Johnson & Johnson: Is It Time To Dump JNJ Stock?
Few investments give conservative investors the warm-and-fuzzies quite like Johnson & Johnson (NYSE:JNJ) stock. After all, when you’ve managed to increase your dividend for more than 50 consecutive years, it’s pretty easy to endear yourself to the risk-averse crowd.
Recently, however, Johnson & Johnson stock investors have experienced unusually subpar price performance, with JNJ stock down about 10% over just the past six months. Weakness from Johnson & Johnson’s “Consumer and Medical Devices” segments, coupled with worries over how the U.S. election would weigh on the pharmaceutical sector, served as heavy anchors on JNJ stock in the latter half of 2016.
Investors were counting on 2017 to bring about a much-needed reversal but, as evidenced by Tuesday’s two-percent loss, the downward momentum isn’t letting up.
Johnson & Johnson Takes a Cautious Approach
Triggering yesterday’s slide was Johnson & Johnson’s rather modest outlook for 2017. Management said it now sees full-year earnings per share (EPS) of $6.93–$7.08 on revenue of $74.1 billion–$74.8 billion, both missing analyst estimates of $7.11 and $75.1 billion, respectively. (Source: “Johnson & Johnson Reports 2016 Q4 results,” Johnson & Johnson, January 24, 2017.)
And, while the company’s Q4 adjusted EPS of $1.58 managed to squeak past estimates, revenue climbed just 1.7% to $18.1 billion, well below the roughly three-percent growth rate which analysts were baking into their models. (Source: Ibid.)
Johnson & Johnson’s consumer products segment actually led the way in Q4, with a decent 3.4% sales growth. However, slower-than-expected performance at its all-important pharmaceutical segment, along with more frustration at its medical devices segment (the business continues to flatline), dragged heavily on growth.
Big Pharma Problem
Johnson & Johnson stock’s Q4 results suggest that management is grappling with a pair of problematic issues: ongoing softness from the medical devices segment and, more significantly, its growing dependence on pharmaceuticals. So, while the medical devices segment has long been a source of angst, investors might not fully grasp the risks associated with an increasingly intense and uncertain pharmaceuticals space going forward.

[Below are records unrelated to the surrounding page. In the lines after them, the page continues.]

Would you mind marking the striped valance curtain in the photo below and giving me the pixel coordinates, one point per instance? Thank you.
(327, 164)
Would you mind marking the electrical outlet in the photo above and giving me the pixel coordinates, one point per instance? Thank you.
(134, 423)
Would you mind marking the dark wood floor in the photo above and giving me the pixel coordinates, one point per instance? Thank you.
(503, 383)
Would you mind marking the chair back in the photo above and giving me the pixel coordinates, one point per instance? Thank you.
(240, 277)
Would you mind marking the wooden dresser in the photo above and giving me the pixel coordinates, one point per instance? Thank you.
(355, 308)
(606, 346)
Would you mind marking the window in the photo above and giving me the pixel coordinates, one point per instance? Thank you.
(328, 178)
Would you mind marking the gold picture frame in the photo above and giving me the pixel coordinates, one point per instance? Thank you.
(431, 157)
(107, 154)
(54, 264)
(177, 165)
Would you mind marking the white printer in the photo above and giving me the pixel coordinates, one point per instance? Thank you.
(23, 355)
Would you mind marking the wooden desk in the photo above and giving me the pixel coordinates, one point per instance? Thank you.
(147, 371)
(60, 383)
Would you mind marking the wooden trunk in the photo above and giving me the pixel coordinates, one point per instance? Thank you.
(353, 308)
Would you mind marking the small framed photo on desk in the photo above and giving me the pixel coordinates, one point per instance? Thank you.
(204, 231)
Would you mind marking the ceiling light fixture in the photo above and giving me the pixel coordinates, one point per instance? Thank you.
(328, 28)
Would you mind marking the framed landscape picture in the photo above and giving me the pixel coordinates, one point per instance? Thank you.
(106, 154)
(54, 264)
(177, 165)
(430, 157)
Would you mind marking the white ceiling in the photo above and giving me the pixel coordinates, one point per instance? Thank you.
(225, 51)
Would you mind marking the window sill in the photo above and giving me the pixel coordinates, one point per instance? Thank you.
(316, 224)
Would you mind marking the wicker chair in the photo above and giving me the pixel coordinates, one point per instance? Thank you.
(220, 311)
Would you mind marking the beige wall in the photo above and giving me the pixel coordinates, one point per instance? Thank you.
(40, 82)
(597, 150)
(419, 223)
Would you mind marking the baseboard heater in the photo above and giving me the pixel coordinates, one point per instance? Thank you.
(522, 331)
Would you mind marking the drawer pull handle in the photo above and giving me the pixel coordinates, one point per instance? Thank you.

“This performance could heighten investor anxiety around JNJ stock’s dependence on Pharma — now over 45% of total sales globally — given increasing competition for major drugs, i.e. Remicade (just under 10% of total sales), and increasing scrutiny around drug pricing,” wrote Leerink Partners LLC analysts Danielle Antalffy and Rebecca Wang in a note to investors on Tuesday. (Source: “Johnson & Johnson May Be Too Dependent on Pharma Revenue,” TheStreet, January 24, 2017.)
All in all, however, management seemed pleased with the results, as well as with the company’s near-term outlook.
“Looking forward to 2017, we expect to continue driving sustainable, long-term growth through the new products, science and innovation that our talented colleagues and partners of Johnson & Johnson are advancing to positively impact human health,” said Alex Gorsky, chief executive officer of Johnson & Johnson. (Source: Johnson & Johnson, January 24, 2017, op cit.)
The Bottom Line on JNJ Stock
Despite the headaches in Johnson & Johnson’s medical devices segment and heavy exposure to pharmaceuticals, we shouldn’t forget that JNJ stock remains the top dog across many major healthcare industries. And, while certain segments might underperform or become “overweight” from time to time, the company’s (generally) diverse revenue base should continue to serve investors well.
Remember: despite all the stock-pressuring worries over healthcare and weakness at key segments, Johnson & Johnson continued to generate copious amounts of free cash flow, roughly $13.5 billion over the past year. That’s a lot of dough-re-mi to pay out as dividends, buy back shares, or reinvest into the business, which are some of the wonderfully shareholder-friendly things that Johnson & Johnson has always done.
More importantly, with the stock now well off its 52-week highs and sporting a near-three-percent yield, it’s a good time to bet that the growing dividend checks keep coming our way.